Medical Student Icahn School of Medicine at Mount Sinai New york, New York, United States
Background: There are an estimated 300,000 trans(gender) and gender diverse (TGD) youth (age 13-17) in the United States (U.S.). Because gender-affirming care impacts reproductive potential, counseling and fertility preservation (FP) (e.g., gamete cryopreservation) are critical. Hospital websites often serve as a primary gateway to access care. Objective: To survey U.S. pediatric hospital websites for information about FP for TGD patients. Secondarily, to identify hospital characteristics (academic affiliation, religious affiliation, and geographic location) associated with higher likelihood of publishing TGD FP content on websites. Design/Methods: All U.S. pediatric hospitals sourced from the Children’s Hospital Association excluding specialty hospitals (e.g., rehabilitation, orthopedic) were included (Table 1). In September 2023, two independent researchers systematically surveyed hospital websites for data including: geographic location, academic affiliation, religious affiliation, presence or absence of information about FP counseling/services in general and specifically for TGD patients, and the specialties of providers offering FP counseling/services. Fisher's exact and Pearson’s Chi-square tests were used as appropriate. Results: Of the 177 hospital websites surveyed, 37% (n=65) published information about FP, largely in the context of FP for oncology patients (91%, n=59). Only 22% (n=14) of those websites mentioned directly providing or providing referrals to FP services for TGD youth (Table 1). Most FP programs included a medical oncologist (76%, n=45) while fewer included a urologist (36%, n=21) or reproductive endocrinologist (RE) (15%, n=9). About half (n=29) referred to affiliate REs for FP (Table 2). Across U.S. census geographic divisions, the presence of TGD FP content on websites ranged from 0%-2% in the Southern divisions to 20% in the New England division (median=10%). Secular (p=0.004) and academic (p=0.024) hospitals were significantly more likely to include FP content on their websites (Table 3).
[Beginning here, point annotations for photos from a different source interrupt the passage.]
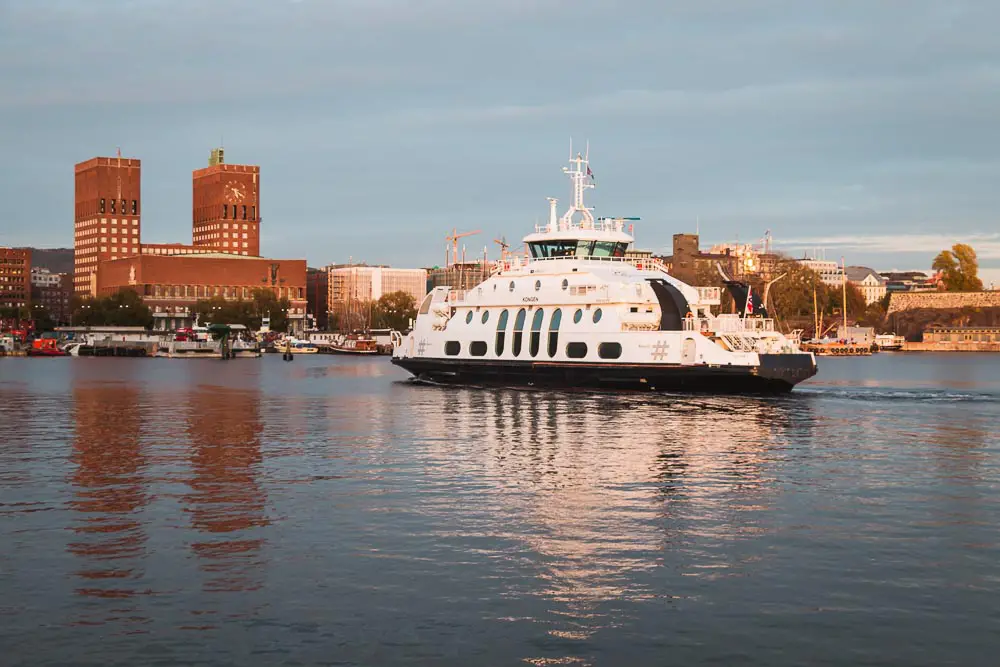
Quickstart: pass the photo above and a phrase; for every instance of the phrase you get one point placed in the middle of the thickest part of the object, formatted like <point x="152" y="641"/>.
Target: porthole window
<point x="536" y="332"/>
<point x="609" y="350"/>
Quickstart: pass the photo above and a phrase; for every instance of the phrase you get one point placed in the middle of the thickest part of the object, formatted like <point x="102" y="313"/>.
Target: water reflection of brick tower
<point x="106" y="220"/>
<point x="226" y="214"/>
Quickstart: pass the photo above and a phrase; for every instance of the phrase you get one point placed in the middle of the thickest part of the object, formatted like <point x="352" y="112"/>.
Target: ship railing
<point x="729" y="324"/>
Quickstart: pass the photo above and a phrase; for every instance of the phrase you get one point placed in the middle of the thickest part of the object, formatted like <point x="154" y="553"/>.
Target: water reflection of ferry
<point x="600" y="505"/>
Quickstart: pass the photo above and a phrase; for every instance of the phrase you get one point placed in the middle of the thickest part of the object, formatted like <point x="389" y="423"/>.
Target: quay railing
<point x="729" y="324"/>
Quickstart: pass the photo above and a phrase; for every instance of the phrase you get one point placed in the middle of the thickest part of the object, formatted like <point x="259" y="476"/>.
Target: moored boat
<point x="577" y="313"/>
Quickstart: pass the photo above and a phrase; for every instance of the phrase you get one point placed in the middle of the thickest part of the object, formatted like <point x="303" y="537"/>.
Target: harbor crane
<point x="453" y="239"/>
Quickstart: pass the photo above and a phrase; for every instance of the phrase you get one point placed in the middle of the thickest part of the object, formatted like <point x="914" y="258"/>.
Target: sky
<point x="853" y="128"/>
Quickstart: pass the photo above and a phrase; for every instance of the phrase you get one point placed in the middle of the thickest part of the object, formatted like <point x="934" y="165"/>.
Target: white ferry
<point x="578" y="314"/>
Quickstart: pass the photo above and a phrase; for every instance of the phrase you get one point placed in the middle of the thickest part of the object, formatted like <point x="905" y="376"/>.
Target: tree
<point x="394" y="311"/>
<point x="263" y="302"/>
<point x="959" y="269"/>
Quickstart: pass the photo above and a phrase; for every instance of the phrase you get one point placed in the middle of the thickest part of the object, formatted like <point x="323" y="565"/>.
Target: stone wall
<point x="900" y="301"/>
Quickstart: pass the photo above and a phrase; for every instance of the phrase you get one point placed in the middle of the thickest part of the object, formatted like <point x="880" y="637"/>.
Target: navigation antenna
<point x="583" y="179"/>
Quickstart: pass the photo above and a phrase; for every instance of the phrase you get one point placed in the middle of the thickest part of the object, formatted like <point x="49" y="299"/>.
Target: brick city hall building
<point x="222" y="260"/>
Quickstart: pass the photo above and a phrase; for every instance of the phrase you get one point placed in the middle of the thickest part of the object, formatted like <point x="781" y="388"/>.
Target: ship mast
<point x="582" y="178"/>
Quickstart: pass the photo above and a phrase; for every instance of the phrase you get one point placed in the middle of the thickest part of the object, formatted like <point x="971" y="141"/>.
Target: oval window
<point x="609" y="350"/>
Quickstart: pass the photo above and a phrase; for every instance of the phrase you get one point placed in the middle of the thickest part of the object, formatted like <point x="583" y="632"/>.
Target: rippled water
<point x="326" y="512"/>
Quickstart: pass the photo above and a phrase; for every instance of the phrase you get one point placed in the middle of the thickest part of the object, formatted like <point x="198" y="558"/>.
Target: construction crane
<point x="453" y="239"/>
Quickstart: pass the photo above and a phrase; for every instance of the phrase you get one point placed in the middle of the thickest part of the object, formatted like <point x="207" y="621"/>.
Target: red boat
<point x="46" y="347"/>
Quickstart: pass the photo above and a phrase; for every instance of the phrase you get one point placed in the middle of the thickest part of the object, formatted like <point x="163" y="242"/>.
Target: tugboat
<point x="577" y="313"/>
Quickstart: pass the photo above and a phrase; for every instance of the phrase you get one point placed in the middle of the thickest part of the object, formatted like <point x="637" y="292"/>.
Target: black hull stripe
<point x="775" y="374"/>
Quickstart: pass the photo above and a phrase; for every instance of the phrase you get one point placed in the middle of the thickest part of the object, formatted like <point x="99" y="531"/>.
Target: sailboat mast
<point x="843" y="284"/>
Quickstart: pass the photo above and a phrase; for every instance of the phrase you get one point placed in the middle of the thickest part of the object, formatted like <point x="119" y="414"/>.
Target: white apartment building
<point x="361" y="284"/>
<point x="829" y="272"/>
<point x="868" y="281"/>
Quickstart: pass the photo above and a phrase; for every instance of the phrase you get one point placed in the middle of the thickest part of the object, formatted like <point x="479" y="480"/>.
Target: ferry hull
<point x="776" y="374"/>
Conclusion(s): Our findings highlight a significant gap in access to information about FP for TGD youth on U.S. pediatric hospital websites, especially in Southern divisions. While over one third of U.S. pediatric hospitals offer FP to oncology patients, a minority offer FP to TGD youth or include REs, who specialize in FP for patients with ovaries. Access to information about FP options and procedures is of tantamount importance to TGD youth who may desire to use their DNA later in life to build families.